Joe Biden a souligné qu’il ne voulait pas «fermer l’Amérique», donc « s’il y a des confinements, ils seront très ciblés, rappelle Valérie Beaudoin. Mais on sait que Joe Biden va demander le port du masque pour les 100 premiers jours de sa présidence».
Cependant, le système politique américain place beaucoup de pouvoir entre les mains des gouverneurs des États, donc il y a des limites à ce que le gouvernement fédéral peut imposer, ajoute Valérie Beaudoin.

Un ton plus cordial dans les relations avec le Canada
«La première chose à laquelle on peut s’attendre [de Joe Biden], c’est un ton différent, un ton cordial, un ton diplomatique», pense Justin Massie.
Le message que voudra envoyer Washington, selon le politologue, est: «“On est de retour, on veut assurer un leadeurship, et on veut travailler avec vous”, ce qui n’est pas du tout ce qu’on a entendu de Washington depuis quatre ans».
Donc si on peut s’attendre à voir un changement de discours, il ne faut cependant pas se leurrer, selon l’ensemble des chercheurs consultés par Francopresse, car l’administration Biden conservera un agenda protectionniste.

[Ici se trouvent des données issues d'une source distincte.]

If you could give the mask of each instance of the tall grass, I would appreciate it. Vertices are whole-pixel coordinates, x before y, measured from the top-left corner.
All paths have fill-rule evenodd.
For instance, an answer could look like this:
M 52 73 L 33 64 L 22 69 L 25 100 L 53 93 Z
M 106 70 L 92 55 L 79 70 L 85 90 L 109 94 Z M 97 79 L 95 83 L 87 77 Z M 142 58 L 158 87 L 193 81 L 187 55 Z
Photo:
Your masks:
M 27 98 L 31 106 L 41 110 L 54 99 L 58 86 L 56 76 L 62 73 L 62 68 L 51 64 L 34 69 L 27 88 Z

Ainsi, selon Valérie Beaudoin, Joe Biden a déclaré vouloir favoriser les politiques d’achat aux États-Unis, selon le principe de «Buy America», donc on ne doit pas s’attendre à ce que les États-Unis rouvrent le nouvel ALÉNA pour favoriser le Canada, par exemple.
Puisque les États-Unis est le principal marché pour les exportations canadiennes, l’un des objectifs du Canada sera de limiter le plus possible les politiques qui l’excluraient de participer à un éventuel plan de relance américain, observe Justin Massie.
Le politologue rappelle aussi que Joe Biden a un agenda ambitieux en matière de défense et de politique étrangère, ce qui veut dire rejoindre l’Accord de Paris ; mais aussi «poursuivre la compétition entre grandes puissances avec la Chine et la Russie».
Du côté positif, souligne Valérie Beaudoin, «au niveau des questions environnementales [les États-Unis] vont se rapprocher un peu plus du Canada, parce que Joe Biden fait de l’environnement une de ses priorités. C’est vraiment une grosse rupture avec l’administration Trump».
Cependant, les États-Unis pourraient aussi demander au Canada d’être plus présents au niveau militaire : participer à des exercices navals en mer de Chine; être plus présents en Europe de l’Est; augmenter sa contribution dans la lutte contre le terrorisme, et d’autres mesures similaires, pense Justin Massie.